SAX (Simple API for XML) is a sequential access parser API for XML. See Wikipedia. As stated, SAX parsing requires less memory and no preprocessing. But, you should know that SAX cannot be an alternative to the DOM (Document Object Model) parser, because it is literally “simple”.

Anyway, there are not much SAX parser implementations in C++ out there. Most well-known libraries among them are Xerces-C++ library (from Aapache project) and Expat library.

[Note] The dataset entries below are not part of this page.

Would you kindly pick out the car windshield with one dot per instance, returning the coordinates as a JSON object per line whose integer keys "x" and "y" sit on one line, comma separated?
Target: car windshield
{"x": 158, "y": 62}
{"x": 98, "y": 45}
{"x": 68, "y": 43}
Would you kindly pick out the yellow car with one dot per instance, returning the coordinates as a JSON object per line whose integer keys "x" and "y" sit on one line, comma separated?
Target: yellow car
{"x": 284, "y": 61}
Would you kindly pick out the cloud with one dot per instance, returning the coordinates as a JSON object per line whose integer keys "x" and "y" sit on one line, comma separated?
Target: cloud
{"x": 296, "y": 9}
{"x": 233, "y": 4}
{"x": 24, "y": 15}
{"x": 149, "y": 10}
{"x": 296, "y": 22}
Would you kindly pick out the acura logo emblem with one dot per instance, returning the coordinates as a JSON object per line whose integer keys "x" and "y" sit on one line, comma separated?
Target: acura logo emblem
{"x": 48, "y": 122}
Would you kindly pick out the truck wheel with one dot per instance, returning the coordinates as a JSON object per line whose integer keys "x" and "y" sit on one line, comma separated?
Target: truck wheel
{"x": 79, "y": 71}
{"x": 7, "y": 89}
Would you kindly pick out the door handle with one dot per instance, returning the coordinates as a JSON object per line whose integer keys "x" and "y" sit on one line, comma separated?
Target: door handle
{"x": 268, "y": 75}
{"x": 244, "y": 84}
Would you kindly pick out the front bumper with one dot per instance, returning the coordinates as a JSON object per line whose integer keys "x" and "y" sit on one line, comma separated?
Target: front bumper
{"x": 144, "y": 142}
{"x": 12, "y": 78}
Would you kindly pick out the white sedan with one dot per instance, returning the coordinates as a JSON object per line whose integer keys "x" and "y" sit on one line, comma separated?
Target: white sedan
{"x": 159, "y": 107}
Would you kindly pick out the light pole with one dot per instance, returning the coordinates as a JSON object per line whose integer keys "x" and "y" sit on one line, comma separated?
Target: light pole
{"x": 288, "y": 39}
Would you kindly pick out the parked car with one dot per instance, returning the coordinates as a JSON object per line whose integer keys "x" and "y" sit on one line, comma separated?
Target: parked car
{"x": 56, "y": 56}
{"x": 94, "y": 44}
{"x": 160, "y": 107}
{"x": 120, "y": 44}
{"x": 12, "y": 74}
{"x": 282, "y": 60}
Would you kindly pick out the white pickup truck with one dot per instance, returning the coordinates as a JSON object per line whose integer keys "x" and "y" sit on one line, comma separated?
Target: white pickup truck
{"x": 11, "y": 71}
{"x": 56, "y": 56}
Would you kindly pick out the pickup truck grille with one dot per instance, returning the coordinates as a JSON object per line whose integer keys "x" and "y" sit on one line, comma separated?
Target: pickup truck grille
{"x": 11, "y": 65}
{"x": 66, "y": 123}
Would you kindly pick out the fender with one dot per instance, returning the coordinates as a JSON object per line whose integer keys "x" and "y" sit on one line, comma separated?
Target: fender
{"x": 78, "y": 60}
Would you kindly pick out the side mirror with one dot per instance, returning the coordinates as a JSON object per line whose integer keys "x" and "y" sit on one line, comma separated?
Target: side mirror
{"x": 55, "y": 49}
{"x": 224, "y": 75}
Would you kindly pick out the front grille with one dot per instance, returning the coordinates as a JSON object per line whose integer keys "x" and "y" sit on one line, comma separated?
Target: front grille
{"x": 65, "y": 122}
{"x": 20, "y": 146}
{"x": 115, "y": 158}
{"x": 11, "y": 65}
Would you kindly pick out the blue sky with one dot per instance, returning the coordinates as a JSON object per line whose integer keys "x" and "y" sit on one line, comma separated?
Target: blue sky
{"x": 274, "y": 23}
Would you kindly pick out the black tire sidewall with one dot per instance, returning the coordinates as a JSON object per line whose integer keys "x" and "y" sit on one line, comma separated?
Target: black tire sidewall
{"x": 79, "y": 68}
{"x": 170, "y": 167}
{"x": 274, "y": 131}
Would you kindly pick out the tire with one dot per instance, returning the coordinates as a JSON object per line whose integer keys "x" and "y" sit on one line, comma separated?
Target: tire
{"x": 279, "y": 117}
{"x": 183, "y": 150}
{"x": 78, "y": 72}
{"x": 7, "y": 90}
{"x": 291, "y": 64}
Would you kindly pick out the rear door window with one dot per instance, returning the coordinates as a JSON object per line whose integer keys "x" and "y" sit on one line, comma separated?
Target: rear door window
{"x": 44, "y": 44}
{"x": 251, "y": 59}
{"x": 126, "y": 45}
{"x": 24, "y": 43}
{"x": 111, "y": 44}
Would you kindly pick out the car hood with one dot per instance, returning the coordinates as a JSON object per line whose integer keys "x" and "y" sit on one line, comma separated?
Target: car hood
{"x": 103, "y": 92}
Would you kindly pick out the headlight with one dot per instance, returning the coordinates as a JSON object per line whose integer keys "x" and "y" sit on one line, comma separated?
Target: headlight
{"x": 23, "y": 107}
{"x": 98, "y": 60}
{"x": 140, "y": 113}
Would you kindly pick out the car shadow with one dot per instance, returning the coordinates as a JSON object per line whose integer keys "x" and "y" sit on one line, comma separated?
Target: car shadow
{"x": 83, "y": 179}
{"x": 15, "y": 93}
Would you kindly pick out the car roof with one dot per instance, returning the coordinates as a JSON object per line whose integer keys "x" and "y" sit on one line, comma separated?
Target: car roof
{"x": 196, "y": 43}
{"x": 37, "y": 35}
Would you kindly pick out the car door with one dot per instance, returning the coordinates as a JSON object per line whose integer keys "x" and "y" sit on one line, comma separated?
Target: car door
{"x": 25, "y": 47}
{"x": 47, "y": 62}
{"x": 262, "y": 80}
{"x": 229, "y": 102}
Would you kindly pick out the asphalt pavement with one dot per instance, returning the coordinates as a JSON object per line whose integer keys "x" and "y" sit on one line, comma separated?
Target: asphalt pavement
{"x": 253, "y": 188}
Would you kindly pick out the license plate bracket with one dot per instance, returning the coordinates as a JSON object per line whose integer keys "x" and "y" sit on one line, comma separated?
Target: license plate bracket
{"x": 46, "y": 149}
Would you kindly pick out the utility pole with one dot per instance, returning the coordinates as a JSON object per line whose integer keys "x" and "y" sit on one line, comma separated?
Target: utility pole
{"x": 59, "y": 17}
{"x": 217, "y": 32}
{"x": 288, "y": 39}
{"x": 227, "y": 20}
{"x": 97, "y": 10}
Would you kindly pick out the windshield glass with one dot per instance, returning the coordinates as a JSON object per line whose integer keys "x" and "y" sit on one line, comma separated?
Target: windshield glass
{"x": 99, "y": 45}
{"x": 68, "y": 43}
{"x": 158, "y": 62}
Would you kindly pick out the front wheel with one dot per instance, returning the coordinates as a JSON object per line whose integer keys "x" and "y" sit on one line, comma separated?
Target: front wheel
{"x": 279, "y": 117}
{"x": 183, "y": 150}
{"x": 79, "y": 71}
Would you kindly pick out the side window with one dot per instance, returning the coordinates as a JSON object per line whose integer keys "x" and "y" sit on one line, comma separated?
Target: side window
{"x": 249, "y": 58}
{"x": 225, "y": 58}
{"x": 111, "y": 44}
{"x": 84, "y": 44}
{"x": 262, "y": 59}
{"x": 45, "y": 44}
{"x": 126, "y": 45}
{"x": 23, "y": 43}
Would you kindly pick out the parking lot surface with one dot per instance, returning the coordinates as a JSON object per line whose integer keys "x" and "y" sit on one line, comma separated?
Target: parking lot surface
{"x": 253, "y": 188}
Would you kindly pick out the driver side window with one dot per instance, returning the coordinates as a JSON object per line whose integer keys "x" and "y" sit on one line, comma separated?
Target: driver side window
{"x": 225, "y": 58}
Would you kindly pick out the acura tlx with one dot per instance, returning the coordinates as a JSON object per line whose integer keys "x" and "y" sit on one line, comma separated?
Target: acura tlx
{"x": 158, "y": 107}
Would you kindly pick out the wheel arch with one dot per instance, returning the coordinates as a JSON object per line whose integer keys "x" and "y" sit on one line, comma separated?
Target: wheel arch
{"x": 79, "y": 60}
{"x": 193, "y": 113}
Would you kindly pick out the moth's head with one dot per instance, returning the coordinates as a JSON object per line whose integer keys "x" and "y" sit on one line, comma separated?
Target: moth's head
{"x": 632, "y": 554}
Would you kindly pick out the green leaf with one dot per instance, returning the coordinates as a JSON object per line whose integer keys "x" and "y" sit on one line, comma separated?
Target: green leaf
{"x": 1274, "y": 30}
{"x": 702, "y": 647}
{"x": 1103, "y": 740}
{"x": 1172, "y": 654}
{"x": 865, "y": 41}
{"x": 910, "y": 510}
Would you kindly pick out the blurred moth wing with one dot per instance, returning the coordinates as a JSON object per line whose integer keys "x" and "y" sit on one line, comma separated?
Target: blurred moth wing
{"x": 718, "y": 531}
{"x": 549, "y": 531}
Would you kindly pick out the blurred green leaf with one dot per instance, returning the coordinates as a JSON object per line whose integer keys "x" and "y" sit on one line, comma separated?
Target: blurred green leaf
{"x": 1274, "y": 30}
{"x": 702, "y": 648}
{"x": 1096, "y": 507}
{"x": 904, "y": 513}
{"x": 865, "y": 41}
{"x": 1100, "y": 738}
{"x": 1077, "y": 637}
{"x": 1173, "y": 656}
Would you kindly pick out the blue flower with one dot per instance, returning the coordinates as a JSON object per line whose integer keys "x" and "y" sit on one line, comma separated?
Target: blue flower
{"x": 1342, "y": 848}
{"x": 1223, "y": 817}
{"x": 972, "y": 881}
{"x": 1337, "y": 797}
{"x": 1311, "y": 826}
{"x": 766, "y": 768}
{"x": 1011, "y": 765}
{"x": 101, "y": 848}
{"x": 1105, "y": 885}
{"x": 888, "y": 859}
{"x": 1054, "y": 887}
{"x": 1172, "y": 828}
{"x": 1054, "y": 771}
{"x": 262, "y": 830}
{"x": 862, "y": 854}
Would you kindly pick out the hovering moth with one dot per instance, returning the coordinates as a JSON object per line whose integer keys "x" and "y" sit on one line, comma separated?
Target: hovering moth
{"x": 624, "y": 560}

I tried both libraries and got to know that Expat was easier to customize, and above all, it was to my taste.

But, Expat library is based in C language instead of C++. So I wrote a simpler to use wrapper class having the following definition.


class SaxParser
{
public:
  SaxParser(SaxParserHandler& handler);
  SaxParser(SaxParserHandler& handler, const std::wstring& encodingName, bool bSkipWhitespaces);
  ~SaxParser();
public:
  // Parse XML text in memory.
  bool ParseXml(const std::wstring& xmlText);
  // Parse XML text in file.
  bool ParseXmlFromFile(const std::string& xmlFilePath, bool bUTF8);
private:
  // ...
}; 

SaxParserHandler class is defined as follow.


typedef std::pair<std::wstring, std::wstring> SaxParserAttributePair;

typedef std::vector<SaxParserAttributePair> SaxParserAttributes;

struct SaxParserHandler		
{
  virtual void OnElementStart(const std::wstring& element, const SaxParserAttributes& attributes);
  virtual void OnElementEnd(const std::wstring& element);
  virtual void OnCharacterData(const std::wstring& characterData);
  virtual void OnComment(const std::wstring& comment);
};

It’s straightforward and easy to use, at least IMHO.

  1. Define your own event handler class by deriving from SaxParserHandler class.
  2. Create a SaxParser instance with the handler you defined.
  3. Invoke ParseXml() or ParseXmlFromFile() method to start parsing.

And, here is my example code.

struct Handler : public SaxParserHandler
{	
  virtual void OnElementStart(const std::wstring& element, const SaxParserAttributes& attributes)	
  { 	
    std::wcout << "OnElementStart() pElement=" << element << std::endl;
    SaxParserAttributes::const_iterator it;	
    for( it = attributes.begin() ; it != attributes.end() ; ++it )	
    {	
      std::wcout << "\tAttribute: " << it->first << "=" << it->second << std::endl;	
    }	
  }
  virtual void OnElementEnd(const std::wstring& element) 	
  { 	
    std::wcout << "OnElementEnd() pElement=" << element << std::endl;	
  }
  virtual void OnCharacterData(const std::wstring& characterData) 	
  { 
    std::wcout << "OnCharacterData() characterData=" << characterData << std::endl;	
  }
  virtual void OnComment(const std::wstring& comment)	
  {	
    std::wcout << "OnComment() comment=" << comment << std::endl;	
  }
};

int main( int argc, char** argv )
{
  Handler handler;
  SaxParser parser( handler, L"UTF-8", true );
  parser.ParseXmlFromFile( "test.xml" );
  return 0;
}

 

You can download the source code here. Please note that all files of Expat library are included in ‘Expat’ sub-folder, and all *.c files include ‘ExpatDefs.h’ header for some configurations. I think you can easily modify the configurations and add more features to my wrapper class.